Par Yves Parlier, navigateur, fondateur de Beyond the Sea
Alors que se tiendra début juin à Nice la 3e Conférence des Nations Unies sur l’Océan (UNOC-3), une fois encore, les projecteurs seront braqués - à juste titre - sur la préservation de la biodiversité marine. Mais préserver les océans, c’est aussi transformer notre rapport à la navigation : un levier concret, encore trop ignoré.
Les océans subissent aujourd’hui une pression multiple : pollution, acidification, réchauffement. Dans le même temps, le transport maritime, responsable de 3 % des émissions mondiales de gaz à effet de serre, reste au mieux attentiste voire immobile. Les accords de Paris ont déjà 10 ans et la feuille de route de l’Organisation maritime internationale (OMI) revendique l’ambition d’atteindre la neutralité carbone en 2050. Mais où en est-on ? Nulle part ou presque. Nous devrions réduire les émissions du transport maritime de 5% par an...elles continuent de progresser chaque année malgré des solutions à portée de main !

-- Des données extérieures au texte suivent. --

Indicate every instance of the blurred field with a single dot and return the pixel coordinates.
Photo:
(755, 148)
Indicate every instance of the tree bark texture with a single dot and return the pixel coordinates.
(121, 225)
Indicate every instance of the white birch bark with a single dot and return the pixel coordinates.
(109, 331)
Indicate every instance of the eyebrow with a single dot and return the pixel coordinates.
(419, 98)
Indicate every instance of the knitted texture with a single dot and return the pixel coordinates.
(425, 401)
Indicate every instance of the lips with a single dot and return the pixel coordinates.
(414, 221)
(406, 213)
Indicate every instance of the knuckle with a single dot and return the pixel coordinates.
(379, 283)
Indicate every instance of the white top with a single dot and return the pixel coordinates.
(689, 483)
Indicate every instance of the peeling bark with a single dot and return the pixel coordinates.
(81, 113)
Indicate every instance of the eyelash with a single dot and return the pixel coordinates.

L’énergie vélique, c’est-à-dire la propulsion par le vent, est gratuite, propre, abondante, disponible sur toutes les mers du globe. Le bon sens de nos ancêtres a été confirmé par de nombreuses études qui ont démontré que le vent pouvait réduire immédiatement la consommation de carburant des navires de 20 à 30 % avec les technologies existantes.
Alors pourquoi ce silence ? Pourquoi, à l’heure où chaque dixième de degré compte, les financements publics et les réglementations environnementales restent-ils aveugles à cette évidence technologique ? La transition énergétique en mer est possible. Elle a commencé. Des pionniers armateurs, ingénieurs, marins y travaillent déjà, avec des solutions viables, économiques, adaptables. Ce qui manque, ce n’est pas l’innovation. C’est le cap. La volonté. Le souffle politique.

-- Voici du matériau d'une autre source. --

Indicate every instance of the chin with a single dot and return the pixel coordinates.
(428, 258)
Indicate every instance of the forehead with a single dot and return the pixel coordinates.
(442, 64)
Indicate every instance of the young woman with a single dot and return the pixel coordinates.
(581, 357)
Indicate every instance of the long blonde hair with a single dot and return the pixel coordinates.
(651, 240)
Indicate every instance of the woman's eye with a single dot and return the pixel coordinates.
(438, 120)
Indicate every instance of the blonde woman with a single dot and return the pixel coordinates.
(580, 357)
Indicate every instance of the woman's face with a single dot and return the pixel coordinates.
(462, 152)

À Nice, j’en appelle aux délégués, aux responsables politiques, aux acteurs de la mer : faites de l’énergie vélique un pilier de la décarbonation maritime. Mobilisez dès aujourd’hui les recettes des taxes carbone pour accélérer l’adoption du vent comme propulsion maritime. Cet argent ne peut pas rester une ligne budgétaire abstraite : il doit soutenir des solutions concrètes, disponibles, éprouvées. Le vélique en fait partie ! Un premier signe encourageant vient enfin de nous parvenir en provenance de l’Assemblée Nationale avec le dépôt d’une proposition de loi visant à accélérer le développement du transport maritime à propulsion vélique, soutenue par 50 députés. Elle doit absolument être adoptée au plus vite pour tenir les engagements de la France.
Armateurs, affréteurs, vos émissions ont encore augmenté de 3 % l’an dernier. Et pourtant, vous êtes encore trop peu nombreux à soutenir activement les solutions qui peuvent changer la donne. La transition maritime ne se fera pas sans vous. Nous avons besoin de votre concours pour faire émerger des alternatives concrètes - et sauver le vivant. Il est temps de passer à l’action, avec le vent comme allié.
Au fond, il ne s’agit pas seulement de naviguer différemment. Il s’agit de renouer avec une évidence oubliée : le vent a toujours porté les rêves humains sur la mer. Il peut aujourd’hui porter notre espoir d’un avenir soutenable. À nous d’ouvrir les ailes.